Between 2011 and 2015, Coca-Cola and PepsiCo sponsored 96 national health organizations, including the American Diabetes Association, the National Institutes of Health, and the Academy of Nutrition and Dietetics. During the same period, both companies lobbied against 29 public health bills, including soda taxes, warning-label requirements, advertising restrictions, and portion-size limits. In 2010, Save the Children dropped its support for soda taxes after receiving more than $5 million from Coca-Cola and PepsiCo the prior year. The Academy of Nutrition and Dietetics, which also received industry funding, issued a statement opposing New York City’s proposed large-soda portion limit.

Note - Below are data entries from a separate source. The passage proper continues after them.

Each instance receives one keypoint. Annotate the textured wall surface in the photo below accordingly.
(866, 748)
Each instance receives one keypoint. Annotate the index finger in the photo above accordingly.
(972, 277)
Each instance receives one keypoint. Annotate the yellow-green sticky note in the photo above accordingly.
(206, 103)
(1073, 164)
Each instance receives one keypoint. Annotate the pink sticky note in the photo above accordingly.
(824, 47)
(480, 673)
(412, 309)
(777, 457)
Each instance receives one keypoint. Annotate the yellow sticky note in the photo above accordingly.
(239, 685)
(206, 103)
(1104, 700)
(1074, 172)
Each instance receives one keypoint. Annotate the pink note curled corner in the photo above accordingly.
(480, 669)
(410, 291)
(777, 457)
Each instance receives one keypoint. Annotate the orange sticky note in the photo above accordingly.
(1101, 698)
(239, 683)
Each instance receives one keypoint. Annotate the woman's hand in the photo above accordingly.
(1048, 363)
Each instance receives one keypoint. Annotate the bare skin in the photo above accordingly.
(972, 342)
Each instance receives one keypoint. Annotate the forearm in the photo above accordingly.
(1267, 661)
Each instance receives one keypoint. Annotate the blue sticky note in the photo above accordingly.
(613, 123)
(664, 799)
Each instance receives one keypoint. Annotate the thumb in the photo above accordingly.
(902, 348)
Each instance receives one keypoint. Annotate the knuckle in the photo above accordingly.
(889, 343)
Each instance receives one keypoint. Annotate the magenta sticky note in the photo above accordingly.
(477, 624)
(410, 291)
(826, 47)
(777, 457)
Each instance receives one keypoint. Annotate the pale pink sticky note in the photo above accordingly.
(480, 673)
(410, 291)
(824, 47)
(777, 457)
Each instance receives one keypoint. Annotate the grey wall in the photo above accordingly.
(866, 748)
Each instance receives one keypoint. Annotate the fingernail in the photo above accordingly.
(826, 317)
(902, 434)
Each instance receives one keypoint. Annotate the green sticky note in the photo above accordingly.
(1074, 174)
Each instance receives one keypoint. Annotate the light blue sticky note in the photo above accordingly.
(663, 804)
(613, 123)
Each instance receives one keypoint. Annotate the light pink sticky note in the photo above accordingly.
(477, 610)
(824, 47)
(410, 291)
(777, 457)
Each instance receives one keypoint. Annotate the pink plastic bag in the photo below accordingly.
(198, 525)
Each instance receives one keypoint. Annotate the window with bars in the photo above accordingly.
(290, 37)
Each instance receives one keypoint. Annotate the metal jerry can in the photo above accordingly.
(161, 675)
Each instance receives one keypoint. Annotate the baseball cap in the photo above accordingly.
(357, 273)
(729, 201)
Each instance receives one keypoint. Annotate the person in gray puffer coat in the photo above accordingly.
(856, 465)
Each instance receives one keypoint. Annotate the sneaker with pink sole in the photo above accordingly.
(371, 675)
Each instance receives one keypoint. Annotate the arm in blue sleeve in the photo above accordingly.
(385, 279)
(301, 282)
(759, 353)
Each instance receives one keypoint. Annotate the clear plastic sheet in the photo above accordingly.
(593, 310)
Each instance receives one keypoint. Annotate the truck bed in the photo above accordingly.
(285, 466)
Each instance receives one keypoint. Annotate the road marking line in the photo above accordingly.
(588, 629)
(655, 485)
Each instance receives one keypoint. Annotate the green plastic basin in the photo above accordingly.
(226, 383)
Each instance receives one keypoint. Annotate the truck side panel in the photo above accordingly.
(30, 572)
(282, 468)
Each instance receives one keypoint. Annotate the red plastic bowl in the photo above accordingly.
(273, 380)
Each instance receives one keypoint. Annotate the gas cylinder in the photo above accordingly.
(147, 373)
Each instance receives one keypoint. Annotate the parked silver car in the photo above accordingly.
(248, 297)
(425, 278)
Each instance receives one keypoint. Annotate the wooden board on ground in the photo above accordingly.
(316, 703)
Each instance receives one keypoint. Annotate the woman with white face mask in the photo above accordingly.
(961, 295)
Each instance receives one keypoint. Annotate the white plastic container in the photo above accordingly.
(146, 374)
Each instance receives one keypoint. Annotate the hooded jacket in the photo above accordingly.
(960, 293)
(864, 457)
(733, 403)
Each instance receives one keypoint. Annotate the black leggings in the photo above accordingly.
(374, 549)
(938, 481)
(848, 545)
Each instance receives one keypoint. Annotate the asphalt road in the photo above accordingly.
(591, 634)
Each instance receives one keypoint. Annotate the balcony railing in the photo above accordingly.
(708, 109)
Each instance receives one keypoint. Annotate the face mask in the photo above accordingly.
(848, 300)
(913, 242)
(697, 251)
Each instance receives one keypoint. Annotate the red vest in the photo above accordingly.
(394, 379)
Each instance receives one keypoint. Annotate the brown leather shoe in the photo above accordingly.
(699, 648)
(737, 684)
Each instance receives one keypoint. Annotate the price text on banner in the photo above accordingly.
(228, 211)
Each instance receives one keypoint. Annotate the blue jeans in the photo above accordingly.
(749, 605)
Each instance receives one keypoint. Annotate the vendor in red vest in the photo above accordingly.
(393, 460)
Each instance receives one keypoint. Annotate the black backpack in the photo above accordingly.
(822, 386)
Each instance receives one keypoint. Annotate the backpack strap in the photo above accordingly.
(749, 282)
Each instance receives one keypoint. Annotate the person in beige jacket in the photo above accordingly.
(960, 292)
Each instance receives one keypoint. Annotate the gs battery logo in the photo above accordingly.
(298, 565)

The pattern has the same architecture as Pharma’s relationship with medical journals: fund the researchers, shape the guidelines, capture the watchdogs, and when regulatory pressure builds, commission industry-affiliated meta-analyses to manufacture uncertainty. A 2016 Annals of Internal Medicine review funded by the International Life Sciences Institute, itself funded by Coca-Cola, Dr. Pepper Snapple Group, PepsiCo, and Nestle, claimed that dietary sugar guidelines were not trustworthy. The peer-reviewed literature criticizing this review for scientific flaws and undisclosed conflicts of interest was less visible to the public than the original.

As sales have softened in wealthy countries, Coca-Cola and PepsiCo have accelerated expansion into low- and middle-income countries (LMICs) with the full toolkit: youth-targeted marketing, sports sponsorships, pouring rights contracts with schools and universities, and political access to block sugar taxes wherever they are proposed. The harm is being exported along with the product.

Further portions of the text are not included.